These days, there are so many nutrition philosophies out there it’s hard to keep up. And because nutrition science is still so new, the effectiveness of one over the other can be difficult to nail down. In truth, nutrition is only one facet to a long, healthy life, and human beings have successfully adapted to all sorts of dietary traditions. That makes it more difficult to rank one way of eating as more superior to another.
For those of us who feel we’ve found a nutrition philosophy that works best for us, listening to how someone else thinks about food can completely baffle us. Depending on how the information is being communicated, it can even come across as threatening, or make us feel defensive in our food choices. This can break down communication, when we have an opportunity to build mutual support around fellow friends, family, or coworkers who are committed to making positive nutrition choices for themselves!

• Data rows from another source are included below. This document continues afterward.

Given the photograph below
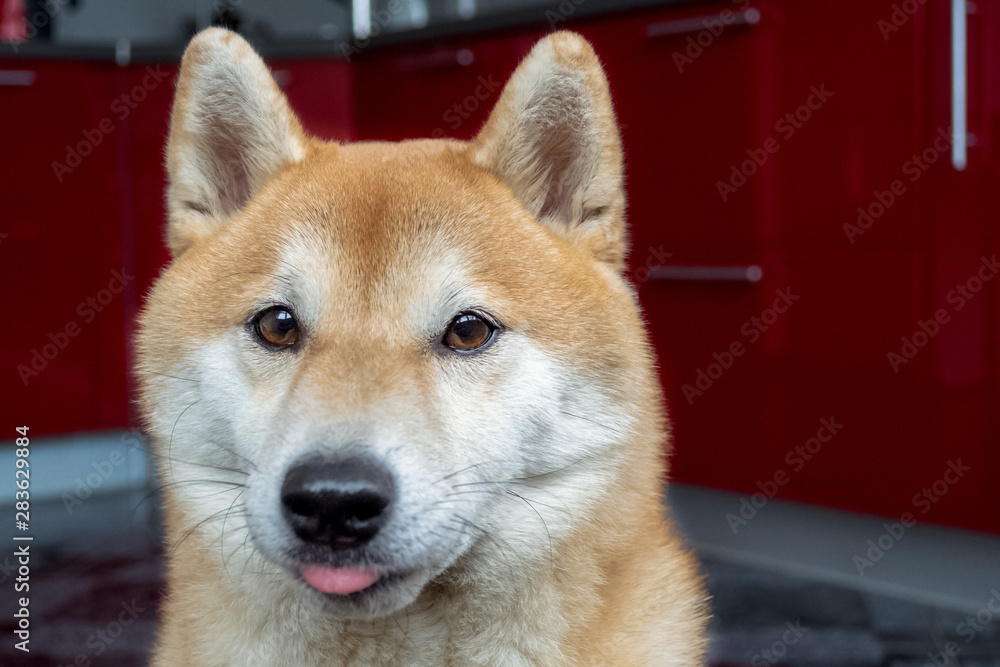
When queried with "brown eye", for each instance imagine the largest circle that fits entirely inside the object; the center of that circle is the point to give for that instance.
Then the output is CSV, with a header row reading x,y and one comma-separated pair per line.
x,y
468,332
277,327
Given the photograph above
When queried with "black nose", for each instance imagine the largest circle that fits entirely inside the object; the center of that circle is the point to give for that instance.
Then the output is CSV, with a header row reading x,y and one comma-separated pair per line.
x,y
340,504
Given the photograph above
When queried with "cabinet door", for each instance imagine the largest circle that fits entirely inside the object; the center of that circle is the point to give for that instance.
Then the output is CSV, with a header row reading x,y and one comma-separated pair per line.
x,y
65,358
321,94
443,89
691,97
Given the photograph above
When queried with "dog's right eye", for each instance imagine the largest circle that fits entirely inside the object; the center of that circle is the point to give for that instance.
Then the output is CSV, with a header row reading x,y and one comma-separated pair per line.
x,y
277,327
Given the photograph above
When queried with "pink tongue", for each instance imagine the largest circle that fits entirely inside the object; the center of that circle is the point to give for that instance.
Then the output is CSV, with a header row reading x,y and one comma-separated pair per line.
x,y
340,580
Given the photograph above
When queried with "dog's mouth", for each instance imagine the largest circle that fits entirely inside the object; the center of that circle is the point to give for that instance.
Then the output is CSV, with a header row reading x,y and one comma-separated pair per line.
x,y
339,580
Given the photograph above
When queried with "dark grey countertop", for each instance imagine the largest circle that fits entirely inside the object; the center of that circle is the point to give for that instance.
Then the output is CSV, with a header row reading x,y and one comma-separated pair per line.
x,y
544,17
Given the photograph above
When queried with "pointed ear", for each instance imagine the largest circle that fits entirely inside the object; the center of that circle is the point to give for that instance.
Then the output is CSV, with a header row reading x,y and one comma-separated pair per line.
x,y
231,130
553,139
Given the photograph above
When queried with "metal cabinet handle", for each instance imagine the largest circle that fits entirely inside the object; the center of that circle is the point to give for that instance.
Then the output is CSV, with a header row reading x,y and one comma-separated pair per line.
x,y
435,61
728,274
747,17
959,90
17,77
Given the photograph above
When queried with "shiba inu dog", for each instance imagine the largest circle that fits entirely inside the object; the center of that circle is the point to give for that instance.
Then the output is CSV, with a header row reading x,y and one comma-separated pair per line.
x,y
402,397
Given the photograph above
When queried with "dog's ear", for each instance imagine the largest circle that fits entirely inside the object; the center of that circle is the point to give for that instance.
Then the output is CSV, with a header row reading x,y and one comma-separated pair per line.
x,y
553,140
230,130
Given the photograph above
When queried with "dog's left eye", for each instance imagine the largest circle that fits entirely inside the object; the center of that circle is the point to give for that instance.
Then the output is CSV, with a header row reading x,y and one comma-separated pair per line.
x,y
468,332
277,327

In truth, we all have the right to interpret nutrition information out there to the best of our ability and eat however we want. While we can feel strongly compelled to educate others on why their nutrition philosophy seems flawed to us, or to correct someone who completely misinterprets our own philosophy, these conversations can be vulnerable and end in hurt feelings. It can even shake our own commitment to our nutrition practices. Here are a couple of ways to navigate them with grace.
The 1-2-3 of Taking Down Conflicts in Nutrition Conversations
1) Take it as an opportunity to learn.
You may believe you already know everything there is to know about the philosophy or the diet a coworker or friend is following, but it may be an opportunity to get more concrete information than you’ve learned from other sources in the past. Ask open-ended questions and treat the responses as objective information (rather than a pitch that person is making for you to eat like them). Respond with neutrality: “Oh, I’ve heard that before, so that must be effective,” or “I’ve never heard that before, so thanks for bringing that up.” If you want to learn more, ask them for good resources to get further information.
This can help you build trust and mutual respect in a relationship, rather than judgment which can strain or shut down communication.
2) Shift to more common ground.
Sometimes the way someone else chooses to eat can be triggering to us – for example, if we have had challenging experiences with dieting and someone talks about their diet frequently. Create ways to branch into commonalities that are related to that person’s diet monologue but are not directly related to food choices. Topics to insert include meal prep habits, favorite places to grocery shop, asking whether they’ve ever gone to local farmer’s markets or food events you know about, favorite kitchen gear, etc.
Steering conversation into a direction that’s more accessible to you will empower you to change talk that is hurtful to you. That person is more than likely not trying to be hurtful, and you can guide them away from doing so without overtly alerting them to their painful misstep (which could elicit either an embarrassed apology, a defensive retort, or worst – a judgment on how sensitive you are).
3) Don’t let someone’s choices influence yours.
We’ve all been in a situation where we’re out with a friend or family member, they say what they’re ordering, and it immediately makes us second-guess what we were going to get. It can be uncomfortable ordering a big meal when everyone else orders a small one, and vice versa.
This is about honoring your own hunger signals, your nutrition philosophy, and building trust in yourself. Otherwise, you allow yourself to be swayed by another, you end up eating something that doesn’t feel good to you, and then risk growing resentful of them for something “they did to you.” Own your decisions, stay authentic to yourself, and avoid creating passive-aggressive conflicts that don’t need to be there.
When in doubt …
The graceful sidestep.
This can be the most uncomfortable of all, especially for moments when our hackles are particularly raised (for example, when a loved one is directly challenging our nutrition choices). If at all possible, ignore the statement completely and change the topic to something completely unrelated. It will feel like an obvious and deliberate tactic, but it can send a quiet message that your boundaries are being crossed and you’d like to preserve the conversation without asserting them directly. Ideally, the person will take that cue and follow your lead to new topic matter.
If you have people in your life who consistently and actively challenge your nutrition philosophy and ways of eating:
Then direct, deliberate boundary setting is absolutely required to maintain a healthy relationship with them. You can practice saying something like, “I appreciate that we have different ways of looking at health and nutrition, but I’ve been really thoughtful about my approach to how I eat, it’s really important to me, and I ask that you please respect my decisions.”
If having that conversation turns your stomach, consider seeing a mental health professional for a short period of time to gain the confidence and language you need to set clear boundaries with the people in your life. They are pro’s at this! Working on setting boundaries will help you maintain healthy relationships with your loved ones and stay committed to your own unique approach to nutrition.